TINKER AIR FORCE BASE, Okla. --
Pawhuska High School dedicated its lecture hall on
Veterans Day to Maj. Gen. Clarence Tinker, a Pawhuska native, Osage Indian and
Tinker Air Force Base’s namesake.
Eighteen veterans were honored at a student assembly
before the dedication ceremony and given a standing ovation for their service.
Other honored guests included several members of Major General Tinker’s family.
“I want to express the deep emotion and appreciation that
the Tinker family feels for you recognizing Uncle Clarence and for trying to
use this opportunity to impress that upon all the students here and all the
citizens and parents and the veterans that are honored,” said Dr. Pat Tinker, a
grand nephew of the U.S. Army Air Forces pilot who died leading a flight of
bombers in World War II combat.
The PHS Student Council hosted the dedication, aided by
U.S. Army Reserve Major Jeffrey Williams, a first-year educator who teaches a
Student Council/Leadership class. The class’s students have been renovating the
lecture hall as a project.
“I wanted the Leadership class to study servant leadership
and undertake a project in service to something higher than themselves,” Major
Williams said. The officer spoke at the assembly about Major General Tinker’s
sacrifice when his Liberator bomber crashed in the Pacific on June 6, 1942. All
aboard were lost.
He urged students to emulate the general’s courage,
loyalty, commitment to duty and integrity.
“General Tinker’s legacy, and all other veterans’
legacies, are our ability to live our lives as free Americans, exploring and
pursuing opportunities that hopefully and ultimately will leave behind a legacy
of our own,” Major Williams said. “General Tinker lives on through each of us
through our actions and through our freedom.”
Osage Principal Chief Geoffrey Standing Bear noted that
the tribe performs a little over 20 songs and dances to express its culture
over the year. One of the summer songs is dedicated to Major General Tinker.
“The Osage nation really appreciates what you’re doing
here,” the chief said. “I just wanted to express how important General Tinker
is to us, and we’re so happy that you are recognizing that.”

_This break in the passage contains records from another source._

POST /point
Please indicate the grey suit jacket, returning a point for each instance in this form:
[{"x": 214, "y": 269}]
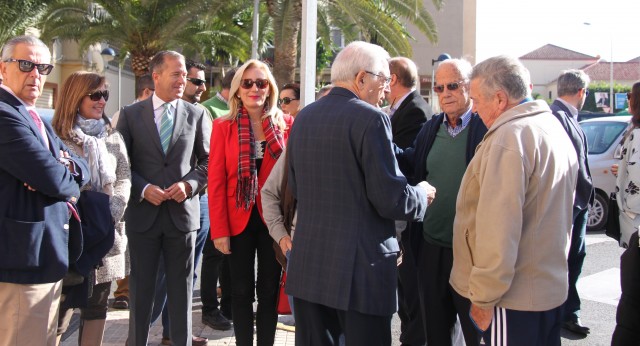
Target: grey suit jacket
[
  {"x": 349, "y": 191},
  {"x": 186, "y": 160}
]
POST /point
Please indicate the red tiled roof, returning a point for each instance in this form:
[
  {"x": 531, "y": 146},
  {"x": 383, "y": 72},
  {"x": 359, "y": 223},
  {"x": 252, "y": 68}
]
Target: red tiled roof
[
  {"x": 621, "y": 70},
  {"x": 552, "y": 52}
]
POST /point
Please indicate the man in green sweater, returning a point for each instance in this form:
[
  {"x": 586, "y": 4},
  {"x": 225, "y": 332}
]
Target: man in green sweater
[
  {"x": 440, "y": 156},
  {"x": 217, "y": 105}
]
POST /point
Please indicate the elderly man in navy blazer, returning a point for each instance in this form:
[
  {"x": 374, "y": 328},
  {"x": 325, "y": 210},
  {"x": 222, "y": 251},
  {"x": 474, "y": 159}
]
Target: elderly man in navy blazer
[
  {"x": 38, "y": 182},
  {"x": 572, "y": 92},
  {"x": 343, "y": 267}
]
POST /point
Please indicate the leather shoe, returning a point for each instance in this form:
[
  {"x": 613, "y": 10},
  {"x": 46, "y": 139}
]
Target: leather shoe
[
  {"x": 576, "y": 327},
  {"x": 121, "y": 302},
  {"x": 195, "y": 341},
  {"x": 216, "y": 321}
]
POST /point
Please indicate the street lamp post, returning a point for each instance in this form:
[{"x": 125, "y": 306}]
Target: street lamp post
[
  {"x": 434, "y": 100},
  {"x": 611, "y": 100}
]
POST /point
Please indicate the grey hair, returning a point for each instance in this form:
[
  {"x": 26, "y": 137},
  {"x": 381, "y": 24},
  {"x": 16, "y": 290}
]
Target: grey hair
[
  {"x": 355, "y": 57},
  {"x": 463, "y": 67},
  {"x": 571, "y": 81},
  {"x": 9, "y": 46},
  {"x": 157, "y": 62},
  {"x": 503, "y": 73}
]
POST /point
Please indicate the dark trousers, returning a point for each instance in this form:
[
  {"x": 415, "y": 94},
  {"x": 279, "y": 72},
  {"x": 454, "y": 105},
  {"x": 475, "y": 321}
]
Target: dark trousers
[
  {"x": 511, "y": 327},
  {"x": 96, "y": 308},
  {"x": 177, "y": 249},
  {"x": 159, "y": 304},
  {"x": 436, "y": 295},
  {"x": 215, "y": 266},
  {"x": 577, "y": 253},
  {"x": 411, "y": 328},
  {"x": 320, "y": 325},
  {"x": 254, "y": 238},
  {"x": 627, "y": 332}
]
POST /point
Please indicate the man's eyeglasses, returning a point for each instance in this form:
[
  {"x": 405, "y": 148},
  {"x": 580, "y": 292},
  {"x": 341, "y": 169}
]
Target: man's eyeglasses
[
  {"x": 196, "y": 81},
  {"x": 96, "y": 95},
  {"x": 386, "y": 79},
  {"x": 28, "y": 66},
  {"x": 260, "y": 83},
  {"x": 450, "y": 86},
  {"x": 285, "y": 101}
]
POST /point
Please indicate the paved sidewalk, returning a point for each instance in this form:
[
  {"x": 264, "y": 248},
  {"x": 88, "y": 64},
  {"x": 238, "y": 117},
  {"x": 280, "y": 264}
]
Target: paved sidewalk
[{"x": 118, "y": 326}]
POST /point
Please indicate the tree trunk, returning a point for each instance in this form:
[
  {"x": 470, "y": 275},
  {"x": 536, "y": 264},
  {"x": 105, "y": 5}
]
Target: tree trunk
[{"x": 286, "y": 30}]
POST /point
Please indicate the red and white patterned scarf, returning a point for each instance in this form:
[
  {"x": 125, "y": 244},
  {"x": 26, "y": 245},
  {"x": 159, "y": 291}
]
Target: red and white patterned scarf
[{"x": 247, "y": 188}]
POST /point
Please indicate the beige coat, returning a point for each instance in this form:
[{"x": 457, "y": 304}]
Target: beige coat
[{"x": 514, "y": 213}]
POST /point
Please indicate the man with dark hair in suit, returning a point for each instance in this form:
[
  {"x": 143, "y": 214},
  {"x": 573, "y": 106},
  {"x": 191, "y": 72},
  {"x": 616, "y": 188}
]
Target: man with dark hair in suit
[
  {"x": 38, "y": 182},
  {"x": 440, "y": 155},
  {"x": 343, "y": 267},
  {"x": 572, "y": 92},
  {"x": 408, "y": 112},
  {"x": 168, "y": 143},
  {"x": 144, "y": 90},
  {"x": 217, "y": 105}
]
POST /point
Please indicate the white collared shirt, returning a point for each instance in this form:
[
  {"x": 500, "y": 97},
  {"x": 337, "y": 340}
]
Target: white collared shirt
[
  {"x": 158, "y": 108},
  {"x": 572, "y": 108},
  {"x": 394, "y": 107}
]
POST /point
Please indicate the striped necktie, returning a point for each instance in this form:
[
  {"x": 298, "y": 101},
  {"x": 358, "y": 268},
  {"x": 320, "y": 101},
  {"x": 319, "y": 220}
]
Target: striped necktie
[{"x": 166, "y": 127}]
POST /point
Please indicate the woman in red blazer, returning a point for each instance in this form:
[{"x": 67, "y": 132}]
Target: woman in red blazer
[{"x": 245, "y": 145}]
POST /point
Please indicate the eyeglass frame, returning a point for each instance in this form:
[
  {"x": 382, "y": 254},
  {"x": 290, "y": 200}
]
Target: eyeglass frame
[
  {"x": 286, "y": 100},
  {"x": 248, "y": 83},
  {"x": 196, "y": 81},
  {"x": 101, "y": 94},
  {"x": 386, "y": 79},
  {"x": 41, "y": 67},
  {"x": 439, "y": 89}
]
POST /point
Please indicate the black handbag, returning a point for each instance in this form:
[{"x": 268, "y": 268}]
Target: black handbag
[{"x": 612, "y": 228}]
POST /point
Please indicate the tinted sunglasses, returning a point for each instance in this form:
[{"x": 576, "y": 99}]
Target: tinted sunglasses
[
  {"x": 96, "y": 95},
  {"x": 260, "y": 83},
  {"x": 28, "y": 66},
  {"x": 451, "y": 86},
  {"x": 196, "y": 81},
  {"x": 285, "y": 100}
]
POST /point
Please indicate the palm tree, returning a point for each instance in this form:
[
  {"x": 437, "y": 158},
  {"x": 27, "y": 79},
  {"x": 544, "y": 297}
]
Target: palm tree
[
  {"x": 143, "y": 28},
  {"x": 14, "y": 18},
  {"x": 381, "y": 22}
]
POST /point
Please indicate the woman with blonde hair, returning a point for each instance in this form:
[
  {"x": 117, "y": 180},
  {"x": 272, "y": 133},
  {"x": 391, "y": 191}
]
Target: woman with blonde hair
[
  {"x": 245, "y": 145},
  {"x": 80, "y": 121}
]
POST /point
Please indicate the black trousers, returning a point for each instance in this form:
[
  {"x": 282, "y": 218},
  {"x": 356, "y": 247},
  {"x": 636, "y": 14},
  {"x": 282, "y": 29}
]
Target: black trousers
[
  {"x": 320, "y": 325},
  {"x": 436, "y": 295},
  {"x": 215, "y": 266},
  {"x": 411, "y": 325},
  {"x": 627, "y": 330},
  {"x": 511, "y": 327},
  {"x": 254, "y": 239}
]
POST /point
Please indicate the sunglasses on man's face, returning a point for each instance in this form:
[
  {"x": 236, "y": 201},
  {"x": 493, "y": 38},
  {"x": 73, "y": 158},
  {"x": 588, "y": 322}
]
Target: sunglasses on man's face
[
  {"x": 260, "y": 83},
  {"x": 196, "y": 81},
  {"x": 28, "y": 66},
  {"x": 96, "y": 95},
  {"x": 285, "y": 100},
  {"x": 450, "y": 86}
]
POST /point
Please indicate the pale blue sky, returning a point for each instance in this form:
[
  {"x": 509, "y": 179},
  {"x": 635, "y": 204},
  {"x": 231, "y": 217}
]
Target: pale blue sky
[{"x": 517, "y": 27}]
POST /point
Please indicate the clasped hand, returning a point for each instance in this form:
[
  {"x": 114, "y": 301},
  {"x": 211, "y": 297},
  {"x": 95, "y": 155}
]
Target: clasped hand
[{"x": 177, "y": 192}]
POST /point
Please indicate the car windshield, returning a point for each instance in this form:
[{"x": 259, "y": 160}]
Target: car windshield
[{"x": 602, "y": 134}]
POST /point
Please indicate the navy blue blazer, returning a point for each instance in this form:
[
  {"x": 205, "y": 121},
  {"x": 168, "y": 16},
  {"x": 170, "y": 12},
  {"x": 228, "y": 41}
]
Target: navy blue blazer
[
  {"x": 584, "y": 186},
  {"x": 34, "y": 225},
  {"x": 349, "y": 189}
]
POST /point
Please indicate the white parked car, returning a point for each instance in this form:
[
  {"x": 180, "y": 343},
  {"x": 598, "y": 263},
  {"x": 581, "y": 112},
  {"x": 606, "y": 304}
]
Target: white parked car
[{"x": 603, "y": 136}]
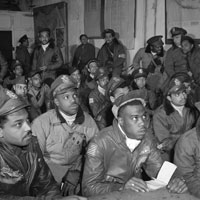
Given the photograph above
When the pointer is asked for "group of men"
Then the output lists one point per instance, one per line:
(100, 130)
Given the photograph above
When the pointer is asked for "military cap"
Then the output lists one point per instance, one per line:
(62, 84)
(114, 83)
(20, 80)
(155, 40)
(174, 86)
(10, 102)
(101, 72)
(23, 38)
(108, 31)
(188, 38)
(177, 31)
(128, 98)
(44, 30)
(34, 72)
(140, 72)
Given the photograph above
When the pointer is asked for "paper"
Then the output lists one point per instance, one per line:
(164, 176)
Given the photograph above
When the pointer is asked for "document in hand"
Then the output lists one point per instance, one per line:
(164, 176)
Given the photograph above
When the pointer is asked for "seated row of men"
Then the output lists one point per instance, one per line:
(88, 162)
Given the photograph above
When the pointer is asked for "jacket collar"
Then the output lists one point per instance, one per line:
(80, 117)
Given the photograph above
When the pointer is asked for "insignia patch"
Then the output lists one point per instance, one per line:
(91, 100)
(92, 150)
(177, 82)
(11, 94)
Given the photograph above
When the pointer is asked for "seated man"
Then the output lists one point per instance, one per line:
(187, 156)
(115, 158)
(62, 132)
(23, 171)
(99, 104)
(174, 117)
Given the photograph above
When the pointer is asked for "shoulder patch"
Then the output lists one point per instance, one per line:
(92, 150)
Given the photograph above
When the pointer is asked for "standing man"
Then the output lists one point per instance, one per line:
(175, 60)
(63, 132)
(112, 54)
(84, 52)
(47, 57)
(22, 54)
(116, 157)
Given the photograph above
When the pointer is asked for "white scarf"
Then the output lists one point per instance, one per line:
(68, 118)
(131, 143)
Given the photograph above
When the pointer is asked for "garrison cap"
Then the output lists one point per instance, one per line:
(177, 31)
(62, 84)
(23, 38)
(10, 102)
(130, 97)
(155, 40)
(140, 72)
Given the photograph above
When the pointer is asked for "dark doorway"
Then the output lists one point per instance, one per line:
(6, 45)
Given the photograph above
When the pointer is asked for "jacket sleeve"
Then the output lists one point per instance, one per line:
(137, 59)
(43, 184)
(188, 161)
(58, 60)
(93, 182)
(168, 64)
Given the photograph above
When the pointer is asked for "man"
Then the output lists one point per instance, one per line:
(152, 59)
(115, 158)
(174, 117)
(192, 52)
(47, 57)
(112, 54)
(23, 171)
(99, 104)
(63, 131)
(39, 92)
(23, 55)
(3, 67)
(84, 52)
(187, 155)
(175, 60)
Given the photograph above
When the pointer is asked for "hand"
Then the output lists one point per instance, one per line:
(43, 68)
(136, 184)
(70, 183)
(177, 185)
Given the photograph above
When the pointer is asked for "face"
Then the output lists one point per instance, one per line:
(67, 102)
(156, 48)
(36, 81)
(103, 82)
(18, 71)
(20, 89)
(178, 99)
(16, 130)
(84, 40)
(77, 76)
(177, 40)
(186, 46)
(134, 121)
(119, 92)
(44, 37)
(108, 38)
(141, 81)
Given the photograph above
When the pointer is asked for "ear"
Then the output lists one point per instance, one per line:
(169, 98)
(1, 133)
(56, 101)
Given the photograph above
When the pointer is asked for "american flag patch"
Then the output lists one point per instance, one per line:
(92, 150)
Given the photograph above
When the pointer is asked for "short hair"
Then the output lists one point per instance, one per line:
(132, 103)
(83, 35)
(3, 120)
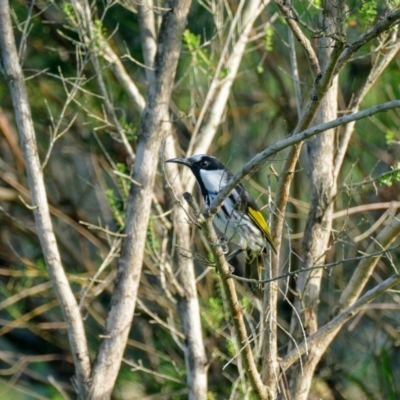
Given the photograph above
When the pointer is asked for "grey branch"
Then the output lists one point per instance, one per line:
(69, 307)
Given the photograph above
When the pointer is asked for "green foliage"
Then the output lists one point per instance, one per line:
(192, 44)
(388, 382)
(268, 38)
(390, 177)
(368, 11)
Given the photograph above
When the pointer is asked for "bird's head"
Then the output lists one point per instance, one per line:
(210, 173)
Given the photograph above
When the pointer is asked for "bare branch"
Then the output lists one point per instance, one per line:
(219, 90)
(228, 284)
(152, 129)
(65, 296)
(302, 39)
(324, 336)
(258, 160)
(365, 268)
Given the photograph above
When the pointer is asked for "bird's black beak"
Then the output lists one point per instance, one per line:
(183, 161)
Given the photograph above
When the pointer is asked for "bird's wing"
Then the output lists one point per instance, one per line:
(257, 217)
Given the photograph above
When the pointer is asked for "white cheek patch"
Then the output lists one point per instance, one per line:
(213, 180)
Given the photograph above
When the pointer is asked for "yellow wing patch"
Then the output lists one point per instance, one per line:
(257, 217)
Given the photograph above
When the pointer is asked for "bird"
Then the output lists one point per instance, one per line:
(239, 219)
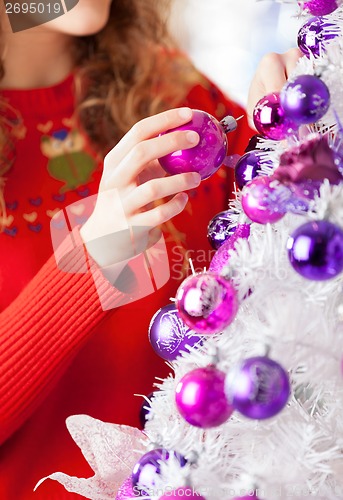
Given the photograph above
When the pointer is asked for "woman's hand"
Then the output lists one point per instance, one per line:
(271, 75)
(124, 216)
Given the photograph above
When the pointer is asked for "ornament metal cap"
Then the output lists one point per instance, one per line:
(229, 123)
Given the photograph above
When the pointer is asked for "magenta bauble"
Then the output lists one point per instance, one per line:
(200, 398)
(270, 119)
(206, 302)
(320, 7)
(207, 156)
(260, 200)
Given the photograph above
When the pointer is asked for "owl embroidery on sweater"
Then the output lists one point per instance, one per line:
(68, 162)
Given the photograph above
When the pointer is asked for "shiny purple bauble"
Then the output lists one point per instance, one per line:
(169, 335)
(259, 200)
(183, 492)
(320, 7)
(305, 99)
(200, 398)
(315, 250)
(125, 491)
(206, 302)
(222, 255)
(220, 229)
(270, 119)
(314, 35)
(258, 388)
(207, 156)
(144, 473)
(247, 168)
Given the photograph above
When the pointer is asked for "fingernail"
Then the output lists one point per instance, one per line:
(196, 178)
(192, 137)
(183, 198)
(185, 113)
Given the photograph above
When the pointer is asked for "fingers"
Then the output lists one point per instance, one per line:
(271, 75)
(148, 128)
(162, 213)
(145, 152)
(157, 189)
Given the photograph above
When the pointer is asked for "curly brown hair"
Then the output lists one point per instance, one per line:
(127, 71)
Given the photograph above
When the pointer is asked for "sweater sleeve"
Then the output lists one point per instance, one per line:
(43, 328)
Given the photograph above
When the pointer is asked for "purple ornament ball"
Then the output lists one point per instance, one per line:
(222, 256)
(320, 7)
(125, 491)
(259, 200)
(206, 302)
(258, 388)
(183, 492)
(247, 168)
(143, 477)
(315, 250)
(305, 99)
(270, 119)
(207, 156)
(220, 229)
(169, 335)
(200, 398)
(314, 35)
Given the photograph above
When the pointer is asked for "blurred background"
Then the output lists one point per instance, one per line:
(225, 39)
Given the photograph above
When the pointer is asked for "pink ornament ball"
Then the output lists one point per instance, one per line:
(200, 398)
(183, 492)
(270, 119)
(259, 200)
(207, 156)
(207, 303)
(320, 7)
(126, 491)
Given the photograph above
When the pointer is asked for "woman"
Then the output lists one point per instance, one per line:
(61, 352)
(72, 91)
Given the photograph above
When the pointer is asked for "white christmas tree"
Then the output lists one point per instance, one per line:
(271, 424)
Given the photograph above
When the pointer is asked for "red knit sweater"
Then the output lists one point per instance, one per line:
(60, 353)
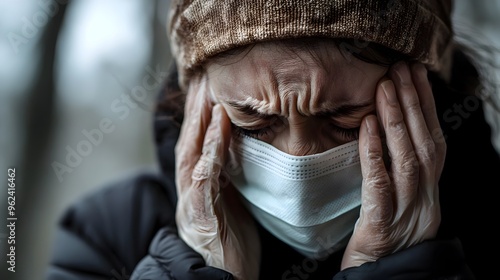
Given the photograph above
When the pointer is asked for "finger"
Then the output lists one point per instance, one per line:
(206, 174)
(429, 112)
(376, 193)
(404, 165)
(190, 143)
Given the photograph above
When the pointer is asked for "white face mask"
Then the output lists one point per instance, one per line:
(309, 202)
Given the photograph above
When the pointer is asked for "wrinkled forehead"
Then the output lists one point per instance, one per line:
(319, 72)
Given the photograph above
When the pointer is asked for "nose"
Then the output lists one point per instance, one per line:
(303, 136)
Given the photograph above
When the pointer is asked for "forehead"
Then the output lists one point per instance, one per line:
(320, 73)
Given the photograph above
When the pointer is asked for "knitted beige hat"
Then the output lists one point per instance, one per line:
(199, 29)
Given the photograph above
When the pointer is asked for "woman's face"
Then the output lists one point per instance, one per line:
(302, 102)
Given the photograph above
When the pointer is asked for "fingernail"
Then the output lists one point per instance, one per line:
(403, 74)
(388, 88)
(372, 130)
(421, 70)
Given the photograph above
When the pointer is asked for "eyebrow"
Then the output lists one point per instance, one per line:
(249, 110)
(343, 110)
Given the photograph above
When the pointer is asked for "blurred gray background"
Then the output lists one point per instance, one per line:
(77, 83)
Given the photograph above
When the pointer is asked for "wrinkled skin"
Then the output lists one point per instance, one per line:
(209, 217)
(281, 98)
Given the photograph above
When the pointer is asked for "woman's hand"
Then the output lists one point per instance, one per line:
(400, 199)
(210, 217)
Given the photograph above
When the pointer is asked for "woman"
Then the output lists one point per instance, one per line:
(313, 140)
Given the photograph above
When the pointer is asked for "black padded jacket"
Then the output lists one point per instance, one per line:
(127, 230)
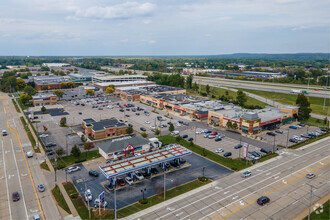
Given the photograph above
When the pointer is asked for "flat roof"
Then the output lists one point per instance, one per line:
(146, 160)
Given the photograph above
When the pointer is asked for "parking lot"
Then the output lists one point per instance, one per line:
(132, 193)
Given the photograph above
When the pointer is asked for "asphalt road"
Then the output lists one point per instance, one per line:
(19, 173)
(233, 197)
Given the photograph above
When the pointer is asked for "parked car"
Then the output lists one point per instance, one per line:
(72, 169)
(263, 150)
(310, 175)
(41, 187)
(271, 133)
(263, 200)
(227, 154)
(29, 154)
(109, 186)
(88, 195)
(246, 174)
(238, 146)
(138, 175)
(15, 196)
(293, 140)
(219, 150)
(129, 180)
(93, 173)
(121, 182)
(97, 203)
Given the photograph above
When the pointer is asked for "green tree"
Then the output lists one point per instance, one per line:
(20, 84)
(207, 88)
(129, 130)
(63, 122)
(59, 94)
(43, 109)
(25, 98)
(75, 151)
(189, 82)
(241, 98)
(304, 107)
(29, 90)
(171, 127)
(143, 134)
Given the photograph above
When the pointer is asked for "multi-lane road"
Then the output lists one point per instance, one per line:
(233, 197)
(19, 173)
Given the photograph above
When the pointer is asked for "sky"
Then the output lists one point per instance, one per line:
(163, 27)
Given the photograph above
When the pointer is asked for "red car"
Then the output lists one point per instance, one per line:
(15, 196)
(121, 182)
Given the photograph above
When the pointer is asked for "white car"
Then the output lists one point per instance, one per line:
(219, 150)
(97, 203)
(29, 154)
(129, 180)
(88, 195)
(73, 169)
(138, 175)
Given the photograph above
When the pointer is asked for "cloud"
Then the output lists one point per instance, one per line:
(120, 11)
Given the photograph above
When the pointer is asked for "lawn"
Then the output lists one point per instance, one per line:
(219, 92)
(234, 164)
(290, 99)
(321, 213)
(156, 199)
(60, 199)
(65, 161)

Ninety-one-year-old Bill Tinker, a nephew of the general
and a veteran, said the dedication was “quite an honor.”
“I feel very good about it,” Mr. Tinker said. “I’m glad
that kids at this age are finding out something about the real world. It’s a
wonderful experience for me to be here and to see the young kids take an
interest in this sort of thing.”
Still under renovation, the lecture hall will include an
oil pastel portrait of the general that Major Williams painted. The hall also
will be home to an Air Force flag flown over Tinker AFB and other items from
the base’s command group.
General Tinker was born Nov. 21, 1887, in the
Osage Nation, Indian Territory, in what is now Osage County. The general began
flying lessons in 1919 and transferred to the Army Air Corps. He was the first
American general to die in World War II.